Funk-rock music greets all shoppers who enter Island Trading Co. on Oak Bluffs avenue, where beach hats and colorful baseball caps cover the walls in a neatly-ordered grid. There, a fedora-clad man with loose gray curls, glasses and bristly white facial hair greets you from behind the counter.

If you are in the market for a hat, owner Jim (Brooksie) Brooks doesn’t stay behind the counter for long.

“I’m a belly to belly, eye to eye salesman — in other words a dying breed of salesman,” said Mr. Brooks, during a recent interview at his store, where he reflected on his many decades in Island retail. “I’ve been doing this for 48 years, and the whole trick is that every year is different.”

Now 78, Mr. Brooks has lost none of the energy that has enabled him to sell hats and attract returning customers over the years.

“I’ve got a killer following,” he said. “About seven out of every ten people that I sell to I know from the past.”

A hat for every outing. — Ray Ewing

But Mr. Brooks wasn’t always a hat seller. He opened his shop as a T-shirt outlet back in the '70s.

“After one year, I was the only T-shirt person in town. But after five years, there were 10 people” he said.

And so, sensing the market would soon become oversaturated, Mr. Brooks decided to pivot to the hat and sunglasses business, with which he had little familiarity. Quoting famed trumpeter Dizzy Gillespie, he said: “You often do your best work when you didn’t know what you were doing...so that’s what happened to me. I invented my life in the hat business.”

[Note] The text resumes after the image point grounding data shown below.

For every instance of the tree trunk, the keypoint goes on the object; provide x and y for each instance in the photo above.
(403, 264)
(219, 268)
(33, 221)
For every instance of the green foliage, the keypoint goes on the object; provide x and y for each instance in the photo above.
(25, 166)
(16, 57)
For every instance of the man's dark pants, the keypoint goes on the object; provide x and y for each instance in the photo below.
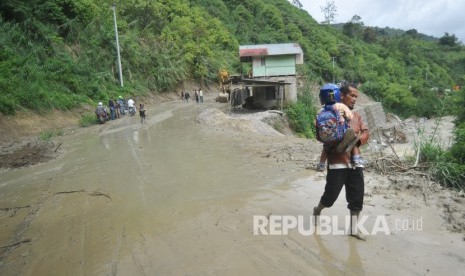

Before starting his shop in Oak Bluffs, Mr. Brooks got a crash course in salesmanship on the mainland. After serving a stint in the Air Force and getting a marketing degree in college, he went on to work for a wholesale hairdressing supply business in Brookline.

“It’s an obnoxious business,” he said, which mostly consisted of him selling wigs. The silver lining of the experience, though, was getting to work under master salesman Robert Greenberg, who went on to become the founder and chief executive officer of Skechers.

“That man taught me, for this little store in Oak Bluffs, the principles of selling,” he said. The main pillar of salesmanship, he recalled, is to never lie to the customer.

“Set daily goals and never tell a story. It is that simple,” he said.

Those fundamentals, Mr. Brooks said, paired perfectly with his natural conservation skills.

“I have this reasonably-uncanny capability to fire from the hip, and I have a sense of being a hat whisperer,” he said.

But a salesman is only as good as his inventory, and it has taken Mr. Brooks decades of mistakes in hat sourcing to develop his stock. In picking out a selection that will appeal to Island summer visitors, he focuses on three fundamentals: SPF coverage, affordability and packability.

Ever the salesman, Jim Brooks knows what you need. — Ray Ewing

When a customer comes in, Mr. Brooks said he sizes up their needs and then the show begins. His sales style is fast paced — filled with motion, enthusiasm and profanity.

“Salesmanship means that I’m a good presenter,” he said. “I’m presenting you with a good opportunity to be a good buyer.... I’m passing the baton to you.”

Mr. Brooks also benefits from the tight-knit community of “benevolent competitor” store owners across the street on Circuit avenue, estimating that around two customers come as referrals to “Brooksie’s place” from other stores on an average summer day.

Though Mr. Brooks is now nearing the age of retirement, he says he is determined to make it to the shop’s 50th anniversary, which will coincide with his 80th birthday.

“I definitely feel energized,” he said. “This is the perfect business for me, because I’m kind of crazy.”